I can still see my mother walking up Palmetto Street, shopping bags in hand. Fresh green leafy things peaking out and over the sides.

Rain or shine, this was her daily routine. After her day’s work at the corner knitting mill — she worked part time to make ends meet — off she went to the produce store. There were many times when she took me along to help carry packages. The store had just about everything one would need to prepare a wholesome meal and that was just what she did — every weekday night.

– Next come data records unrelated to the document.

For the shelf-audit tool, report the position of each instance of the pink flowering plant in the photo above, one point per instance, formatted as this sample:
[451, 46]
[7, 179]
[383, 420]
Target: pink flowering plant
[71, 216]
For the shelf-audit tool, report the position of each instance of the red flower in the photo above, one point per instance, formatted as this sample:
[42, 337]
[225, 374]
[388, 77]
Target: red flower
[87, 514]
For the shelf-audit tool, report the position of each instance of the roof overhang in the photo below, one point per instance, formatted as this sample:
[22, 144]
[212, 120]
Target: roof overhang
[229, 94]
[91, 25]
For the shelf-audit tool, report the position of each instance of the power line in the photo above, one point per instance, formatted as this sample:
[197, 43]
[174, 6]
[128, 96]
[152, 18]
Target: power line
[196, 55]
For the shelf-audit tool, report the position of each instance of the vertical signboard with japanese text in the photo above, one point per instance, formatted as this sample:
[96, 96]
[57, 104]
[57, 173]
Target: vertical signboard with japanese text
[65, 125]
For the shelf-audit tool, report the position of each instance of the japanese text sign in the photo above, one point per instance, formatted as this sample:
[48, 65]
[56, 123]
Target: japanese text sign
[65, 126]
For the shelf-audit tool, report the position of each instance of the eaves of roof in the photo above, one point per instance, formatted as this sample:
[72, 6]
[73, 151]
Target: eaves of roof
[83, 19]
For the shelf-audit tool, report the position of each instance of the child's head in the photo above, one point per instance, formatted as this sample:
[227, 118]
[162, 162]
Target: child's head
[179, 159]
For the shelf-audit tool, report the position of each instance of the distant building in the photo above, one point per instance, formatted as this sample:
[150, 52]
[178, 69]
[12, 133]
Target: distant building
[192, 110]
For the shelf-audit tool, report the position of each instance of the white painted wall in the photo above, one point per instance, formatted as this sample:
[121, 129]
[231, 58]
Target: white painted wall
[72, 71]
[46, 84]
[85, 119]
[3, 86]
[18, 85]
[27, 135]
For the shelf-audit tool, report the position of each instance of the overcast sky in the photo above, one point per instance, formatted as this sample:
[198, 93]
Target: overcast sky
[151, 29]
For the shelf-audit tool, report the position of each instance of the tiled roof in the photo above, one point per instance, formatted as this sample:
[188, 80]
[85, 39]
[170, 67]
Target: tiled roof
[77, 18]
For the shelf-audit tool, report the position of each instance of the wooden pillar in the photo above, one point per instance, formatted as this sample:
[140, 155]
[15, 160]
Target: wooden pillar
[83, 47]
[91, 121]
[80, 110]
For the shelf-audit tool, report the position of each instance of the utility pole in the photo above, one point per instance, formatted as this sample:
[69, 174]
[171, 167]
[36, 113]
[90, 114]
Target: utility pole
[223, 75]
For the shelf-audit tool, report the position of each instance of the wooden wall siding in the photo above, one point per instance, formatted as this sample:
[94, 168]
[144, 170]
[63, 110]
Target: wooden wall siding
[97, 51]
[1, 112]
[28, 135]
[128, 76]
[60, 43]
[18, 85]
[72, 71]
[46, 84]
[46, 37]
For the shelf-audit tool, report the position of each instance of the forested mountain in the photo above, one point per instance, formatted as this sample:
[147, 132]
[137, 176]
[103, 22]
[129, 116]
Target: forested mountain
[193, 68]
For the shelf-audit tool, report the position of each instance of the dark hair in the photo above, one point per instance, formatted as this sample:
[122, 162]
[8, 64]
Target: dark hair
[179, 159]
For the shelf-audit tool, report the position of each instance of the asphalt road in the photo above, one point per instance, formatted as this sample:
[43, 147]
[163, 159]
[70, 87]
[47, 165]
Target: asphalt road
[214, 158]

We were poor, but there’s poor and then there’s poor. I never went to bed hungry. I would like to believe that the scene I described would be the norm for families all over the U.S. today in large cities and small, but I know better. A buck ain’t what it used to be — if you had one. A loaf of bread 15 cents, a quart of milk 13 cents. Hell, back then for $4 you could feed a family of six a nutritious meal.

So here’s my take on obesity. Too many families today neither have the time nor the money to prepare nutritious meals. Most parents who have jobs are working more hours then ever before, so families opt for foods that cook fast or don’t have to be cooked at all. Much of this food is fried and or processed to the point of being devoid of any nutritional value. Most do have plenty of salt and hydrogenated oils. Fried foods are high in indigestible fat. Add to that the consumption of sugar-based food and you have a recipe for disaster.

During the past 20 years there has been a dramatic increase in obesity in the United States. Currently, more than 64 percent of U.S. adults are either overweight or obese, according to results from the 1999-2000 National Health and Nutrition Examination Survey, a 36 percent increase from 1980. An estimated 16 percent of children and adolescents ages 6–19 years are overweight. Tests done on 2-year-olds have found high levels of triglycerides and cholesterol.

As the race to the bottom continues in the U.S. and elsewhere, it seems clear to me that poor nutrition and obesity go hand in glove with the current trends of global capitalism.

Looking at Americans through the eyes of some developing nations, an impression of us may be one of prosperity and good health. Nothing could be farther from the truth.